Want to find out how to increase your chances of hitting #1? Check out my FREE webinar – Insider Secrets to Hit #1. Click here.


  1. This is such great advice! Thank you! I’m really looking forward to putting all of these steps into action. My one question is this: how do you make the media aware of your posts?

  2. Amazing advice! Thank you Kathleen 🙂

  3. Awesome tips, Kathleen! I’d add one more … create images with snippet quotes from your book to post on Facebook and Pinterest.

  4. I am working on a book that kind of goes along with my blog.

  5. Thank you for this useful information, Kathleen! I am finishing to write my book myself right now!

  6. Again, wonderful information! I’m saving it for later use. Still working on my book and not in a hurry to promote just yet (yes, I know I should start building a base now….just not a fan of this part of the process).

  7. What great advice. I do some of the steps but the one thing I slack on is using hashtags. I need to work on that! Thanks for sharing your knowledge.

  8. I had no idea that article directories were still a good marketing strategy … thank you.

    • Kathleen Gage says:

      Many roads lead to success. It’s not one thing over another but many strategies combined.

  9. Thank you, Kathleen – great advice, as always!
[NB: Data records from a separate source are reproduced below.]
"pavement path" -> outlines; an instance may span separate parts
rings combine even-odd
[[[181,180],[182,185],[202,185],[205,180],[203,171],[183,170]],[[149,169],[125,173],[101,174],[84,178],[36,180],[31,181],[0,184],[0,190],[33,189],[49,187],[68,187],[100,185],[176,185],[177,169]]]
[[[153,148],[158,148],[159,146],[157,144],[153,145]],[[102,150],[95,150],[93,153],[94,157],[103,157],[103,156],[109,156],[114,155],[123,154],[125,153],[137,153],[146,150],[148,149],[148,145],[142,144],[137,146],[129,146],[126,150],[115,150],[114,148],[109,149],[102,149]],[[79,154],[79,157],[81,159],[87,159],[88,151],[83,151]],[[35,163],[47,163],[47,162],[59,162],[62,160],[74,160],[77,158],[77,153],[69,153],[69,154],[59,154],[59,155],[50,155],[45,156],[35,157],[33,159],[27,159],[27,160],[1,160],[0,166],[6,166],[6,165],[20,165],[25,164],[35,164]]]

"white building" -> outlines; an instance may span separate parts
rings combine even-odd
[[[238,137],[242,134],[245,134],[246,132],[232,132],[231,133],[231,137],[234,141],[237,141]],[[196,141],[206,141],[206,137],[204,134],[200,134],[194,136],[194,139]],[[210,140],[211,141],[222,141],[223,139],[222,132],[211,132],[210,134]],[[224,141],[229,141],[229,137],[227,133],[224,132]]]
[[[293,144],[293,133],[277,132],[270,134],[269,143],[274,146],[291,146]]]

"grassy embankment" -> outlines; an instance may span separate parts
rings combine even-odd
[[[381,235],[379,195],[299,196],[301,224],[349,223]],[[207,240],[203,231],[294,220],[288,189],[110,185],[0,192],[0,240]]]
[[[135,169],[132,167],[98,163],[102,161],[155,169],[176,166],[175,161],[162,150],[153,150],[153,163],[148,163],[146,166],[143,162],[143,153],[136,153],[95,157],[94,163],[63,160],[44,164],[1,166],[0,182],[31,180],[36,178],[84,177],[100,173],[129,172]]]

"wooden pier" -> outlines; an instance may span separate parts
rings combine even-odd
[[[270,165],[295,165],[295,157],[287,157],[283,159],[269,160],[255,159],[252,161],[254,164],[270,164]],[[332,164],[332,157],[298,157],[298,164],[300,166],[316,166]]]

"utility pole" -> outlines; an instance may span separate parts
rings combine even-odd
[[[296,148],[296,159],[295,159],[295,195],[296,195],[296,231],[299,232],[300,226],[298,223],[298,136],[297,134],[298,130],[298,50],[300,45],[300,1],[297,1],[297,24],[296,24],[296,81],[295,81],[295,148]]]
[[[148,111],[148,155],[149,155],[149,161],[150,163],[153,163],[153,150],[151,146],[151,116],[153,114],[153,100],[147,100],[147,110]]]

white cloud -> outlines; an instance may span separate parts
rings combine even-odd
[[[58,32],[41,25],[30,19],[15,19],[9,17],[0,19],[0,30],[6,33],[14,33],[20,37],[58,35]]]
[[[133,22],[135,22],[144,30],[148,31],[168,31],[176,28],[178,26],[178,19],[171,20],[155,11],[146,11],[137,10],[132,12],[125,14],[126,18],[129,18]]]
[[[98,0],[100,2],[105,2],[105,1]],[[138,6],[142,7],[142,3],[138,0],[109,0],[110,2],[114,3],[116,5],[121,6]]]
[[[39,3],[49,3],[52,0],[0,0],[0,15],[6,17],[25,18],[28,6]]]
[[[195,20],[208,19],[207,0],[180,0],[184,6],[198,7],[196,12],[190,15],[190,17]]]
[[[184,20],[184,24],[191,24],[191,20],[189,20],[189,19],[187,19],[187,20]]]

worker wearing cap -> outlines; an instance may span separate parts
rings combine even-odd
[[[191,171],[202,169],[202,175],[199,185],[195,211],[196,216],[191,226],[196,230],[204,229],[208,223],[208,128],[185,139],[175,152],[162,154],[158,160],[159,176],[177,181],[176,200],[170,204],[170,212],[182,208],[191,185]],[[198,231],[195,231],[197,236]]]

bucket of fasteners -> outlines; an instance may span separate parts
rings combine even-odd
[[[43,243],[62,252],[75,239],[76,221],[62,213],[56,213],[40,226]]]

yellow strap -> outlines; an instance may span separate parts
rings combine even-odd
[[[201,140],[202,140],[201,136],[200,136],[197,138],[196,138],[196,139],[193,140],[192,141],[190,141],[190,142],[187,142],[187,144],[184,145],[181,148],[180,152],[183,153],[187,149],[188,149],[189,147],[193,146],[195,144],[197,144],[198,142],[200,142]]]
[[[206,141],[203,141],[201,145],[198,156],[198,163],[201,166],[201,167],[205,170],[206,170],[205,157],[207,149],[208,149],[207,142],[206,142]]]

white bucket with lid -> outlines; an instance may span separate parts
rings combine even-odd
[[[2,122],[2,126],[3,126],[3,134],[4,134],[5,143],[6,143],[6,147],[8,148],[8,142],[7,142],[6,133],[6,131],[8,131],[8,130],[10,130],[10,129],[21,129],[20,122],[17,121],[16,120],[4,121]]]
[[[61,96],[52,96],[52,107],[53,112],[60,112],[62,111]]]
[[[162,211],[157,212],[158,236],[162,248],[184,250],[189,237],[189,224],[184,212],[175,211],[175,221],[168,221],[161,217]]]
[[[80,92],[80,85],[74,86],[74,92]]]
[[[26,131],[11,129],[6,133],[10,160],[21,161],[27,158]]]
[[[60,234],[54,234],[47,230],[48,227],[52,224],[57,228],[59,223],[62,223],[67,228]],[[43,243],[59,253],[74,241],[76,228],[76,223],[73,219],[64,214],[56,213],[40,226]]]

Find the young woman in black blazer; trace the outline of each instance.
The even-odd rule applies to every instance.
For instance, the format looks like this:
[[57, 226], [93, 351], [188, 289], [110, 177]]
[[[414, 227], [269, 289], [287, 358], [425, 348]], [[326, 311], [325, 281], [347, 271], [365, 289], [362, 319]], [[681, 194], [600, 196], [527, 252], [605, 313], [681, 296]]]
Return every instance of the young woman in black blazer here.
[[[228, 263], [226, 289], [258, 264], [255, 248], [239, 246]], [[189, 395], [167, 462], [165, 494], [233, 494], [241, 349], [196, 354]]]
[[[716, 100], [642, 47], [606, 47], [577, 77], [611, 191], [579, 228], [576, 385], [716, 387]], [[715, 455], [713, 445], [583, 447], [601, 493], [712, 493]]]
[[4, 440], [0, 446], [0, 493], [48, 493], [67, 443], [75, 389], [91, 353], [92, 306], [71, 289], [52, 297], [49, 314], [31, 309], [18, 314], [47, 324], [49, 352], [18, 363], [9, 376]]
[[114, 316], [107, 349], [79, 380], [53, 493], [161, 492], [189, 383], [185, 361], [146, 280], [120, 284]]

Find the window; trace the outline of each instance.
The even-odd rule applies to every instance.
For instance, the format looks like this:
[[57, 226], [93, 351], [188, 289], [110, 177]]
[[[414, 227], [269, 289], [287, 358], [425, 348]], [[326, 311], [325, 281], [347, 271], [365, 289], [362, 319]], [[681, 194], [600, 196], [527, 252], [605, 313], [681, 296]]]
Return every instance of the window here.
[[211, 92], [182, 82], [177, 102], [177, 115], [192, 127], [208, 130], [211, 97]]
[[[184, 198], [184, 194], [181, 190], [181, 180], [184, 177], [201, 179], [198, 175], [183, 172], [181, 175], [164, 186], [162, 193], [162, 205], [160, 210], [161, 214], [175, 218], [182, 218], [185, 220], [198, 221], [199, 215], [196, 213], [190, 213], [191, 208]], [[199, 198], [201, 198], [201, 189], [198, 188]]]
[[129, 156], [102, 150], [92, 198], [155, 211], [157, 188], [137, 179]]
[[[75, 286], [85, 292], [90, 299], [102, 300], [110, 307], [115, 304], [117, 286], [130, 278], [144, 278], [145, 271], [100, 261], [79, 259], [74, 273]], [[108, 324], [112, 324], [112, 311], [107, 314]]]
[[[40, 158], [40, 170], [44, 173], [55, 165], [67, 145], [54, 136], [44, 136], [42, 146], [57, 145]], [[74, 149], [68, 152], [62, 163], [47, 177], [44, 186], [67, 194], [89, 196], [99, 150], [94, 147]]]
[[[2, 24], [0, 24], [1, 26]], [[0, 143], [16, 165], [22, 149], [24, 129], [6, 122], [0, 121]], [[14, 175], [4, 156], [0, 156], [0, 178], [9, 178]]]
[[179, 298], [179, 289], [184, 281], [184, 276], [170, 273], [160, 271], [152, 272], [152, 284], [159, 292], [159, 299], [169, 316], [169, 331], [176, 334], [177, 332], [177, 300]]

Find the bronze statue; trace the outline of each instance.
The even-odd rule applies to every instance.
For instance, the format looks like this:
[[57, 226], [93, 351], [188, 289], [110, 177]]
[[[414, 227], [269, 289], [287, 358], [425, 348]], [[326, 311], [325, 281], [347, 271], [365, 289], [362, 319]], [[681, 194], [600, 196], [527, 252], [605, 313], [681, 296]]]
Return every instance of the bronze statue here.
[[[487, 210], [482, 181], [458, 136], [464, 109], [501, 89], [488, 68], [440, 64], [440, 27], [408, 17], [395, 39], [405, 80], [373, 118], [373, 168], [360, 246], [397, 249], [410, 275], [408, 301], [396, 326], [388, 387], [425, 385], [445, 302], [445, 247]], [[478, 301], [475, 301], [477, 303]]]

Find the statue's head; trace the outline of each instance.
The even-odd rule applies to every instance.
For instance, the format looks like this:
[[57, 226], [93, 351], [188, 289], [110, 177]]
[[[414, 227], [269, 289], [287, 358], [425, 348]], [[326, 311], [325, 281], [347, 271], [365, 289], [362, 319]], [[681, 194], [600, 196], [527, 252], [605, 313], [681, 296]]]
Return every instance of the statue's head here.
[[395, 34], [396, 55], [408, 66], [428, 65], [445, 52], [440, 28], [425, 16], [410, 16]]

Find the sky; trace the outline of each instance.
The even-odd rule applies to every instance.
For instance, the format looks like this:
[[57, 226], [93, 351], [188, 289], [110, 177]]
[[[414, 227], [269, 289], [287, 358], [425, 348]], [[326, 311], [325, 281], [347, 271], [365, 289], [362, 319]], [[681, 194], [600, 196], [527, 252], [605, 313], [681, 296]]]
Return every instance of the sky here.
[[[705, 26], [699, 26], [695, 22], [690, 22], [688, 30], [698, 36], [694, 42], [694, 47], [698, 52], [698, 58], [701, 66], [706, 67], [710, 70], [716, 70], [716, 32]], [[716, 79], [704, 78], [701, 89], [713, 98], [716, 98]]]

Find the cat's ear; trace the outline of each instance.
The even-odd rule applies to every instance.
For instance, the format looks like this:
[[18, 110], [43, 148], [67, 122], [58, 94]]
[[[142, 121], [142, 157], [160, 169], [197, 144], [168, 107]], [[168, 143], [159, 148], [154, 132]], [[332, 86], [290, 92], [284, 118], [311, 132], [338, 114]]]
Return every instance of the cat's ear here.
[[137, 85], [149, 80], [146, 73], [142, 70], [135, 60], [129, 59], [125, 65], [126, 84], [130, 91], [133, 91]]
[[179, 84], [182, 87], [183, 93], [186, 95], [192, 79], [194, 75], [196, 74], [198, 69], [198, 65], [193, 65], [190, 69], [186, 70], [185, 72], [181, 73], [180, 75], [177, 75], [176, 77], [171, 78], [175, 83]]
  10. Always super great tips from you, Kathleen!

    • Kathleen Gage says:

      Thanks Carol. Marketing books is one of my greatest passions and helping other authors as much as possible is all part of this.

  11. It all sounds great. I do have a question – what are article directories?

    • Kathleen Gage says:

      It would depend on your market and message. But my favorites (for my market and message) are EzineArticles, EvanCarmichael and SelfGrowth.

  12. Hi Kathleen! You gave a lot of great tips. Now I just have to learn how to apply them. Autoresponders, blog communities, article directories, and permalinks are all very mysterious to me. I barely know how to tweet. I don’t get the point of tweeting. If I have something to say, by golly, I need more than 140 characters to say it! Regardless, I enjoyed reading your post and see that I have my work cut out for me. Thanks!

    • Kathleen Gage says:

      I used to feel the same way, but there are specific strategies that do tend to work great with tweets. One is to “entice” people with a few words and add in a link that leads to more information such as a blog post. Many things online can seem confusing at first but when we dig deep, and find out more, it’s as if a light bulb goes on. 🙂

  13. Amrita Basu (Misra) says:

    Great info .I lived all that you mentioned. But article directories have a gray history .That’s the only one I didn’t try .#UBC day2

    • Kathleen Gage says:

      What I like about the article directories is that the articles can live on for quite a long time. My three choices for directories (for my market) are EzineArticles, EvanCarmichael and SelfGrowth. All have been great for me.

  14. Great tips! I’m a firm believer that you always get back what you put into something. I wrote a book last year and fell flat but I’m looking forward to taking these tips and making the second much better! These tips can also be applied to promoting any kind of blog. Looking forward to following you through the Ultimate Blog Challenge!

    • Kathleen Gage says:

      Thanks Shelly. Promotions is an ongoing process. I look forward to seeing your book rise up and get in the hands of lots of people through your marketing efforts.

  15. Hi, Kathleen.
    Lots of great ideas here.
    Another way you can get more traction from your blog post is to do trailers.
    Some people do book trailers but you can also do blog post trailers.

    Use an app like AdobeSpark to…

    1. Share three – 5 points (ex. this article you can share 5/11 points)
    2. Add a Read More… slide
    3. Add a URL slide (use bitly to shorten the link with a customized link to (“book-promo-ideas”)
    4, Add your logo/photo at the end

    You can share this on social media and even add it to YouTube and Vimeo. Link to the post in the description as well.


  16. The advice is so good this is something I’m actually going to print out so I can keep it in the forefront of my information.

  17. Thanks for the concise checklist Kathleen! You’re saving me boatloads of time by compiling this into one list. Appreciate your wisdom sharing!